Over the years since this experience, I have learned many different languages to describe what was happening to me. From LDS scriptures, books on philosophy, principles of yoga and other eastern philosophies, feminist theory, and other schools of thought I have found a connecting thread that points to a different definition of authority and leadership than the one that our church and our world currently embrace. In this post I have used my language to describe my own experience. In my subsequent posts I will use some of the other languages and thoughts I have found through my studies to present this new definition of leadership and authority.
In my own familiar Mormon language, this Doctrine and Covenants scripture caught my attention over a year ago. D&C 1:19-20 reads:
“The weak things of the world shall come forth and break down the mighty and strong ones, that man should not counsel his fellow man, neither trust in the arm of flesh—
But that every man might speak in the name of God, the Lord, even the Savior of the world.”

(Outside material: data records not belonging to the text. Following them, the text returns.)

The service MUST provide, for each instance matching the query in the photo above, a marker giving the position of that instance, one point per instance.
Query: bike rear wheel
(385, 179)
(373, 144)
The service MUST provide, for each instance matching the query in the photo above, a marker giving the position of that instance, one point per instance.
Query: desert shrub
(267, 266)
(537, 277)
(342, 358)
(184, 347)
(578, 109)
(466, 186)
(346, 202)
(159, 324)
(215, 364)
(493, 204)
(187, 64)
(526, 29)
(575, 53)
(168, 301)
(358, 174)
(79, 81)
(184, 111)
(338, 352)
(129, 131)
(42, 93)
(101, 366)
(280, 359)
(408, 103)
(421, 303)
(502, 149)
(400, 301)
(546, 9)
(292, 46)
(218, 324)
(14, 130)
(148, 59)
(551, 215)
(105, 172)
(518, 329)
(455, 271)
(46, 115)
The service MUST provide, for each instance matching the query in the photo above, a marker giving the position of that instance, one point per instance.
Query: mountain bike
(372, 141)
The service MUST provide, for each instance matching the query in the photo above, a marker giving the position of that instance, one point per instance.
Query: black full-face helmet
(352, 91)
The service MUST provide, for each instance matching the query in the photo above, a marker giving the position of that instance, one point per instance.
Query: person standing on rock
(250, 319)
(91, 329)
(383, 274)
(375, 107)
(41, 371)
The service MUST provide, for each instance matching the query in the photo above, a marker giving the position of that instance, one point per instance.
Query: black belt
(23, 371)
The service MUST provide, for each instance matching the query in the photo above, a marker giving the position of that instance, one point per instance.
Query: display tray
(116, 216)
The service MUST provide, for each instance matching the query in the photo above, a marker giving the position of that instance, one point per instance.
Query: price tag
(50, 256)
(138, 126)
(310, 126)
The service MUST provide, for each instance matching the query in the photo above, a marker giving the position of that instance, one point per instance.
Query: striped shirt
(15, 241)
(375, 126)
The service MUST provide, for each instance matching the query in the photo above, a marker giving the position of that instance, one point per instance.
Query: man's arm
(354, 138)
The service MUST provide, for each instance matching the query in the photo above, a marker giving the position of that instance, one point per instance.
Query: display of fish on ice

This passage jumped out at me because of its resemblance to my new understanding of authority. Yet it doesn’t at all resemble the church that I have come to know, a church that was founded by the very man who wrote these words down. It appears that Joseph Smith envisioned a world where authority was internal, not external. He saw leadership as something that arose from the “weak things,” the marginalized, subjugated people of the earth, to overthrow the “mighty and strong ones,” the established and entrenched leadership.
I had read this scripture many times before, but the thing that really grabbed me this time reading it was the idea that “every man might speak in the name of God.” My mind went back to that fleeting thought that caused a grand explosion for me: “Maybe the prophet has no more authority to speak for God than I do.” How many times have I been told that I am “missing the mark,” “steadying the ark,” “thinking you know better the prophet,” because I have claimed this authority, because I have rejected those things that the prophets have said that don’t align with my conscience? Yet the very church that produced these criticisms of my internal authority was founded on the principle of individual divine authority that will evolve to overthrow the establishment of external authority. The foundation of the church is built on the ability of every single person to speak in the name of God. I believe the evolutionary progress of humankind requires each of us to develop that internal authority and to reject external authority.
I will continue with these thoughts in my blog posts over the next few months. What do you think? What has been your experience challenging authority? Does this D&C scripture align with your experience and your understanding of authority and leadership?